Mother Sarah

Mother Sarah tossed restlessly in her grave, and for the 2,873rd time, regretted a significant and ever-growing list of life choices.

Really, any path which led to a long-fleshless pile of bones tossing about restlessly despite lack of bone, muscle, cartilage, or any actual desire for movement was probably, in at least a few major ways, likely to have been a flawed path.. She sighed, very deeply, an action which felt mildly cathartic and largely disturbing, as she had neither lips nor tongue to form sounds, no chest muscles to force air towards her face, and, for many long years, hadn’t even had air in the coffin.

One particularly clever theorist had suggested that the dead, if cogent in any form, would be emotionless due to a lack of the chemicals which stir, alter, form, and shape what one might consider to be the base of feelings.. She had particularly liked this idea, and felt a mild distress that it was wrong, a distress which looped itself around by the essentially eternal act of being a feeling about the misfortune of the existence of feelings.. It was a mind trap, of sorts.. Mother Sarah had hated them as a novitiate, despised them as a priestess, and never given in to them even in those strange, despairing-but-curious last few days before death from her wounds.

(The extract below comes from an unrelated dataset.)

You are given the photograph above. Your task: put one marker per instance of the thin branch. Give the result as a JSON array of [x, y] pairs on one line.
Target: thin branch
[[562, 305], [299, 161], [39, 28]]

If, at the thought of dusty, broken bones holding the unwilling consciousness of a once-living human, one notes a pang of drumming disquiet in the viscera, one is not blamed.. In fact, if one6 feels just a touch of the disquietingly corporeal touch of cosmic horror, etching itself lightly into the stress patterns of the spinal column, crawling languid, insectile, a disease-bearing arthropod burrowing unerringly into certain parts of your brain which were never intended to be alight with thought except in the case of mind-threatening injury–

–one ought be ashamed.. It turns out that persistent consciousness, post-unmortality, is a gift from (who else?) the benevolent Gods, themselves.

How in the world (pardon: how in the unworld, that spiritual plane which is most easily defined in mortal terms by being the place where all things of flesh and mattter are not)–however in the nonworld might the Gods be expected to provide the end-user with an optimal experience of afterlife without being able to monitor every aspect of what the living self might have desired?

One might be dead; but to the Gods, death hardly invalidates your agreement to the Terms of Service.. The Gods, kindly, powerful, wise, and doing their best with the finest minds they’re able to consume, have a moral and practical responsibility to provide the material world with a vital experience curated to the desires of those who dwell within.. If that requires harnessing the remarkable ability of the consciousness, properly stimulated, to respond as if it were represented by a living body and not a pile of calcite matter or, in certain cases, dust—then surely no-one who wishes good for humanity might object.

The spirit is allowed, encouraged, no, actually, empowered to wander the Metaverse.. With sufficient focus, the inconvenient post-human in its place of easeless rest essentially has, by design, a connection with the former flesh which is unhealthy.. Magic has trouble reaching the soul, the Gods have trouble giving the remnant consciousness the appropriate stimuli, and relatives weep over someone who is (though they do not know it) still essentially there, thus wasting grief on someone who has perversely chosen to remain tied to the unpleasantness of the embodied experience when given ever opportunity to float, dream-style, through worlds which are far better, if, technically, so layered in assorted beautiful semi-replicas of truth that they are, if one must be vulgar about it, lies.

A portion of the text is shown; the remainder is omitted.